There are two federal agencies that offer very accurate time signals by telephone, and one of them offers shortwave radio broadcasts of the same information.
Dialing the United States Naval Observatory Master Clock at (202) 762-1401 puts you in touch with a time signal in hours, minutes and seconds, on a twenty-four-hour clock in Eastern daylight or standard time, followed five seconds later by the Coordinated Universal Time, calculated for the Greenwich meridian, at zero degrees longitude.
The call is billed at regular long-distance rates.
Another source of time, the Division of Time and Frequency of the National Institute of Standards and Technology at Boulder, Colorado, is one of the sources of Coordinated Universal Time.
Time scales calculated by timekeeping agencies all over the world were fed into the International Bureau of Weights and Measures in Faris and averaged; the result is Coordinated Universal Time.
The National Institute of Standards and Technology, an agency of the United States Department of Commerce, is the source of official time in the United States.
It maintains its own atomic clock, which determines the time based on vibrations of the cesium atom. A second takes exactly 9,192,631,770 vibrations.

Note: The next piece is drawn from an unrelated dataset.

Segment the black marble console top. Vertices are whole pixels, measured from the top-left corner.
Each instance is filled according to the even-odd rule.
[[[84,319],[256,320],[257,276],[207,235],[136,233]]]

Calling (303) 499-7111 reaches the institute’s Coordinated Universal Time signal.
The identical signal is heard on the agency’s radio station, broadcasting at shortwave frequencies of 2.5, 5,10, 15 and 20 megahertz.
The time delay involved in the telephone transmission would vary according to how the call was switched, but would not exceed 70 milliseconds. In setting a wristwatch, the time delay would be so small you probably couldn’t calculate for it.
Irregularities in the earth’s spin require adding an occasional leap second.
So for those interested in an even more precise time, the station also broadcasts coded information, heard in the double tick of the first fifteen seconds of each minute, that tells the caller how far from Universal time the earth time is for any particular moment.
Earth time changes, atomic time doesn’t.
The easiest way these days is to sync your watch if you still have one, with a computer or cell phone.